6-K
BAIDU, INC. filed this Form 6-K on 07/07/2017
Entire Document
 


(j)    The 2022 Notes will be senior unsecured obligations of the Company and will rank at least equal in right of payment to all of the Company’s other existing and future unsecured and unsubordinated obligations (subject to any priority rights pursuant to applicable law).

(k)    The restrictive covenants set forth in Sections 2.04 and 2.05 shall be applicable to the 2022 Notes.

Section 2.02    Terms of the 2027 Notes. The 2027 Notes are hereby created and designated as a separate series of Securities under the Base Indenture. The following terms relate to the 2027 Notes:

(a)    The 2027 Notes shall constitute a separate series of Securities under the Base Indenture having the title “3.625% Notes due 2027.”

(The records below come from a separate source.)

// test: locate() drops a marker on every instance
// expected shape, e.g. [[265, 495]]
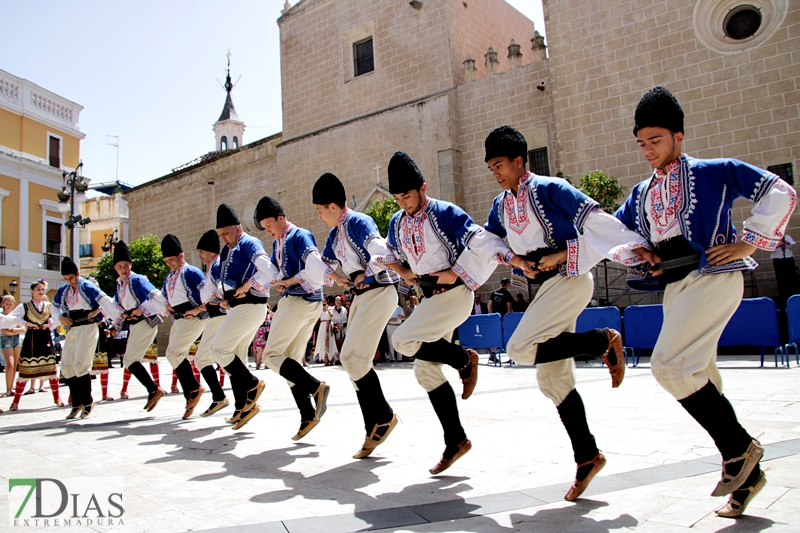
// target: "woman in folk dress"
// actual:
[[326, 349], [37, 359]]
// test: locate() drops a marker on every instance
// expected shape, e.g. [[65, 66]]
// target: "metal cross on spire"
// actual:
[[228, 84]]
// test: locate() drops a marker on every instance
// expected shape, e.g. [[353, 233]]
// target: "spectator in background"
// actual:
[[501, 300], [785, 270], [11, 346], [394, 322], [412, 304], [260, 341], [338, 322], [325, 350], [479, 308], [520, 305]]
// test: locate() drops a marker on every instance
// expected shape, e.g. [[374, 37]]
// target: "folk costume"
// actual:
[[137, 293], [432, 240], [351, 244], [240, 265], [683, 211], [325, 349], [211, 295], [547, 215], [295, 255], [182, 292], [37, 359], [339, 319], [76, 303]]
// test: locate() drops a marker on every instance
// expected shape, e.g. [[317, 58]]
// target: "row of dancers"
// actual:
[[674, 232]]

(b)    The 2027 Notes shall be issued at a price of 99.576% of the principal amount thereof, other than any offering discounts pursuant to the initial offering and resale of the 2027 Notes.

(c)    The aggregate principal amount of the 2027 Notes (the “Initial 2027 Notes”) that may be initially authenticated and delivered under the Indenture shall be US$600,000,000. The Company may from time to time, without the consent of the Holders of the Notes, issue additional Notes (in any such case “Additional 2027 Notes”) having the same terms and conditions as the Initial 2027 Notes in all respects (or in all respects except for the Issue Date, the issue price or the first Interest Payment Date). Any Additional 2027 Notes and the Initial 2027 Notes shall constitute a single series under the Indenture, provided that if such Additional 2027 Notes are not fungible with the Initial 2027 Notes for U.S. federal income tax purposes, such Additional 2027 Notes shall not have the same CUSIP, ISIN or other identifying number as the Initial 2027 Notes. All references to the “2027 Notes” shall include the Initial 2027 Notes and any Additional 2027 Notes unless the context otherwise requires. The aggregate principal amount of each of the Additional 2027 Notes shall be unlimited.

(d)    The entire outstanding principal of the 2027 Notes shall be payable on July 6, 2027.

(e)    The rate at which the 2027 Notes shall bear interest shall be 3.625% per year. The date from which interest shall accrue on the 2027 Notes shall be July 6, 2017, or the most recent Interest Payment Date to which interest has been paid or provided for. The Interest Payment Dates for the 2027 Notes shall be January 6 and July 6 of each year, beginning January 6, 2018. Interest shall be payable on each Interest Payment Date to the Holders of record at the close of business on the June 21 and December 21 prior to each Interest Payment Date. The basis upon which interest shall be calculated shall be that of a 360-day year consisting of twelve 30-day months.

(f)    The 2027 Notes shall be issuable in whole in the form of one or more registered Global Securities, and the Depositary for such Global Securities shall be DTC. The 2027 Notes shall be substantially in the form attached hereto as Exhibit B, the terms of which are herein incorporated by reference. The 2027 Notes shall be denominated in U.S. Dollars and shall be issuable in minimum denominations of US$200,000 or any integral multiples of US$1,000 in excess thereof.